Berlin - So könnte das Resultat der großkoalitionären Steuerpolitik bald aussehen: Während Facharbeiter künftig mehr Kapitalertragsteuer auf ihr Erspartes abführen sollen, können sich die wirklich Reichen die Hände reiben. Das tritt ein, wenn Union und SPD ihre absurden Pläne zur Abgeltungsteuer umsetzen. In den Sondierungen verständigten sich die Groko-Partner in spe darauf, dass die 25-prozentige Abschlagsteuer allein für Zinserträge wegfällt. Die Sparer sollen auf Zinserträge dann den persönlichen Steuersatz zahlen, der in der Spitze 42 Prozent beträgt. Es ist davon auszugehen, dass die wahrhaft Vermögenden hohe Dividendenzahlungen und Aktiengewinne einstreichen. Bei diesen Kapitaleinkünften soll es bei der Pauschalbesteuerung von 25 Prozent bleiben. Was die Politik mit einer derart verqueren Besteuerung bezweckt, bleibt ihr Geheimnis.

Angesichts der vielen Fragen, die solch eine Regelung aufwirft, wundert es nicht, dass die Sozialdemokraten nervös werden. Die SPD sieht in der Abschaffung der Abgeltungsteuer ein Symbol, dass starke Schultern mehr zahlen sollen. Tatsächlich dürfte das Gegenteil eintreten. Auch die Union hat sich in diesem Punkt nicht mit Ruhm bekleckert.
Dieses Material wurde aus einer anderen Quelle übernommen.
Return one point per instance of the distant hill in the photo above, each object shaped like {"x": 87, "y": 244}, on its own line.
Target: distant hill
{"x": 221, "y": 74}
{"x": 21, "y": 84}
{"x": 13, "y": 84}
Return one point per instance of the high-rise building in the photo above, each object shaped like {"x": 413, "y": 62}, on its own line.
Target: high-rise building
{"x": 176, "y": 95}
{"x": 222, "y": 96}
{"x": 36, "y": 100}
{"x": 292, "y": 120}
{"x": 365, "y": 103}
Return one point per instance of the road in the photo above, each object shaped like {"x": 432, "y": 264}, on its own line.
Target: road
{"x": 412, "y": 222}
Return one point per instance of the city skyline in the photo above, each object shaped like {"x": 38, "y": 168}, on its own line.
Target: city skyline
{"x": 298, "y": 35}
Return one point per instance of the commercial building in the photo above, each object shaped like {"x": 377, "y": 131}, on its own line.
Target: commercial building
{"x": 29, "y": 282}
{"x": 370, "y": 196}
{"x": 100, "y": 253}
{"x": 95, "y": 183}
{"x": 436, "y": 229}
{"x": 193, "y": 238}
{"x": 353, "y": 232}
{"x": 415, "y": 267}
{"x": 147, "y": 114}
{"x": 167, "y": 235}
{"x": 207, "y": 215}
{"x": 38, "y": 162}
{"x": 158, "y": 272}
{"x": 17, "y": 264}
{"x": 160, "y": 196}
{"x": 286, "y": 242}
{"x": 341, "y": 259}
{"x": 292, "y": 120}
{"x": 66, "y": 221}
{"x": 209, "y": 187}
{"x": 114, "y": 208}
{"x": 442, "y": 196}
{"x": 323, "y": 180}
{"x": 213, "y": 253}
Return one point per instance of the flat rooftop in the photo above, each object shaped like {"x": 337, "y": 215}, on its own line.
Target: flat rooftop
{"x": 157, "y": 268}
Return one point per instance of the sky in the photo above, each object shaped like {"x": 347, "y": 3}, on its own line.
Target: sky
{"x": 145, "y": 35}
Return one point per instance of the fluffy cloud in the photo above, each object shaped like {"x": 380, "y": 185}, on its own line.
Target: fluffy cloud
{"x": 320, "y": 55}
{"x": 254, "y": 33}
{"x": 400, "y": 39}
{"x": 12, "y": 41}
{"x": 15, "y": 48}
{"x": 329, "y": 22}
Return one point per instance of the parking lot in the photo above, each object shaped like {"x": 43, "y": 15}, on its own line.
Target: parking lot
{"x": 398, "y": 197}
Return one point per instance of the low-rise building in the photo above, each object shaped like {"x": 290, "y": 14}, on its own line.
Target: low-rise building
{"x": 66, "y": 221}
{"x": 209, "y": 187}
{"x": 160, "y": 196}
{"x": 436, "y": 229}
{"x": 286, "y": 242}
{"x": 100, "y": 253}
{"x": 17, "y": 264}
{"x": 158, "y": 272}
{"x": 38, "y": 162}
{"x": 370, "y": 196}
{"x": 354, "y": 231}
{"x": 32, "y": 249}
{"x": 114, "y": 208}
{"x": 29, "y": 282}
Der frühere Bundesfinanzminister Wolfgang Schäuble (CDU) gehörte schon früh zu denen, die Stimmung gegen die Abgeltungsteuer machten. Es ist schade, dass in der Union weitsichtige Steuerpolitiker inzwischen eine Rarität sind. Denn die hätten erkannt, dass die Abgeltungsteuer nicht so schlecht ist. Die Pauschalbesteuerung hat den großen Vorzug, dass sie einfach und effizient ist. Das Wesen der Pauschalierung liegt gerade darin, dass sie nicht auf den Einzelfall abzielt.

Die Groko-Partner sollten sich gründlich überlegen, ob sie das bewährte System durch eine völlig willkürliche Besteuerung ersetzen. Die bisherigen Vorschläge führen dazu, dass die Sparer, die ihre Altersvorsorge aufbauen, ein weiteres Mal entmutigt werden. Der Schaden der Neuregelung wäre größer als der Nutzen. Von einer modernen Steuerpolitik sind Union und Sozial­demokraten weit entfernt.